Sights and Activities


Night Football

Night Football

© Lavafalls

The Hoosiers are a big deal here and catching a Hoosier game, be it basketball or football, is always fun. Incidentally, no one really knows what a Hoosier is.

  • IU Football is a big deal in town and remember to come early if you want a good tailgating spot. The city boasts some of the best tailgating in the country. The better tailgating fields are located south of the Stadium and are grassy hills with lots of tree cover. The tailgating area north of the campus is just an asphalt parking lot. For most games it is possible to buy tickets on the day, but for more popular games, such as Ohio State University or the Bucket Cup against Purdue University, it is best to buy tickets far in advance.
  • Basketball is a big deal for Indiana University for both the men's and women's teams. Watching a basketball game can be fun and very exciting. Remember to purchase tickets in advance, especially for more popular games.

Opera and Music

Indiana University has one of the best music departments in the country and that means some great music can be found here. The Opera puts on several professional-level performances throughout the year and the music department puts on several shows also. In the town itself there is a pretty good live music scene that is affordable. For more information about bars with music look under the drink section.
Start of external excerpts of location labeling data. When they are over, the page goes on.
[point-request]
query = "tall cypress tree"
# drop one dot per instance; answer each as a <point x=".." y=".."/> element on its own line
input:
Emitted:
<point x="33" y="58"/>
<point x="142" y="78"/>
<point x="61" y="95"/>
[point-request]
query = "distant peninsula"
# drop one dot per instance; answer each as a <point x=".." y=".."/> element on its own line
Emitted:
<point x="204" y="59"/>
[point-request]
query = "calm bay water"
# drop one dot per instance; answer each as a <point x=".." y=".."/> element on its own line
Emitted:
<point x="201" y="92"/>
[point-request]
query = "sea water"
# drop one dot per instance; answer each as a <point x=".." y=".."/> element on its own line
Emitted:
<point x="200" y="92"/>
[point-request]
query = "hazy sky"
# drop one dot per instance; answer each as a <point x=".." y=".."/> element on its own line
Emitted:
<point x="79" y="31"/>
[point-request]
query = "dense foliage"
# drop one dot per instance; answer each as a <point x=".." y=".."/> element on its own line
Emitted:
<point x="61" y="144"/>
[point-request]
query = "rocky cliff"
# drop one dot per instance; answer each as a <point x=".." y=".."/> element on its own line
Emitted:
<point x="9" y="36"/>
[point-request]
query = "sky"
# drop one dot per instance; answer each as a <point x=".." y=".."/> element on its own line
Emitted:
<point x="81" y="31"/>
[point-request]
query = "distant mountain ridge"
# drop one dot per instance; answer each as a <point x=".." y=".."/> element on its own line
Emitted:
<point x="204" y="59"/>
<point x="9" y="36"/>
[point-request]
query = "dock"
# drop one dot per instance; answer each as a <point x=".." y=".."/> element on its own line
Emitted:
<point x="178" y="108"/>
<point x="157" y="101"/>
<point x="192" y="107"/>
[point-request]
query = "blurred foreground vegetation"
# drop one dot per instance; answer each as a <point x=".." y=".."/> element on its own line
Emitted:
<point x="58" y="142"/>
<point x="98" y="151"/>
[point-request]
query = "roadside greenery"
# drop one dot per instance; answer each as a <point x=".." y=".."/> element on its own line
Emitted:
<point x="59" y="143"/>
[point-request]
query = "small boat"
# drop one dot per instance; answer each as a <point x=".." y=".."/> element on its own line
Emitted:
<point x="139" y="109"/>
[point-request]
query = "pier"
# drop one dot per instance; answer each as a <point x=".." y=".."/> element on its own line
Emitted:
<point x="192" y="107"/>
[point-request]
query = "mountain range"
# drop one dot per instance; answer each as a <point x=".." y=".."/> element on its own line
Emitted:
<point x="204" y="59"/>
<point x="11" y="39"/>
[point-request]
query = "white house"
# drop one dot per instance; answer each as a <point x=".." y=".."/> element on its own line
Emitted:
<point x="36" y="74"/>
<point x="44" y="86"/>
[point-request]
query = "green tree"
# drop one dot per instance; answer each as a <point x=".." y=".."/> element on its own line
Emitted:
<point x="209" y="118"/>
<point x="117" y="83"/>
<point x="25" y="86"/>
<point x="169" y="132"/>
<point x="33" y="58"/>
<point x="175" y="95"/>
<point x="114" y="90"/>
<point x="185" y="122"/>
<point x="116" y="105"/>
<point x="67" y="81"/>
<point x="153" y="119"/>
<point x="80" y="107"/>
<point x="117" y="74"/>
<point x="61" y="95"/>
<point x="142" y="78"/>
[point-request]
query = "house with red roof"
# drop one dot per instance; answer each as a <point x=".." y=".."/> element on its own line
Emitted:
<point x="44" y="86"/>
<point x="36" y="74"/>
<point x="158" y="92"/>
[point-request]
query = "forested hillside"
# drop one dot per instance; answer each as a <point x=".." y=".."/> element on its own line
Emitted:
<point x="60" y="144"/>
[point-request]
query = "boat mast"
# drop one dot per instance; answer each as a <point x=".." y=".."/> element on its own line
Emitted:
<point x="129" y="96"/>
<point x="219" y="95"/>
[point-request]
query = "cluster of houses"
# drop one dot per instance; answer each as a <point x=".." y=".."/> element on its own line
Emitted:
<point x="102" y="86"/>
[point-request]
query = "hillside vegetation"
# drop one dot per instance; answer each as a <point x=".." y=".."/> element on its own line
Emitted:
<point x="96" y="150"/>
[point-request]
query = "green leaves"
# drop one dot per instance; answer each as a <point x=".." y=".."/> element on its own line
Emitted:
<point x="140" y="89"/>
  • Opera and Ballet department of IU puts on excellent shows every season and is considered world class. Because of its location in a small town world class performances can be seen at small town prices. For bigger shows in their opening weekend, it is best to buy tickets in advance. Usually during closing weekend it is possible to buy tickets at the door. Even though this is a small town people do dress up for the opera and ballet just like anywhere else.
  • Music Department at IU is one of the best in the country and has several amazing performances every season. Many of them are free and open to the public.


Well's Library IU Campus

Well's Library IU Campus

© Lavafalls

There are several museums around town. Some are associated with Indiana University, others are not. Either way they are great places to visit.

Art And Design:

History and Heritage:


  • Wonderlab Science Museum is a family-friendly science museum.
  • Kinsey Institute was created to research sex, gender and reproduction. This world famous institute allows visitors to visit its gallery which has changing exhibits focused around sex and sexuality. Must be 18 to enter and is located on the IU, campus. It is open to self guided tours Monday through Friday 2:00pm to 4:00pm. There are public tours offered once a month. Admission is free.



Brown County State Park

Brown County State Park

© Lavafalls

Hiking can be found outside of town, especially in Brown County. Some of the trails are more developed than others while some are pretty basic. Remember to watch out for hunters when they are in season.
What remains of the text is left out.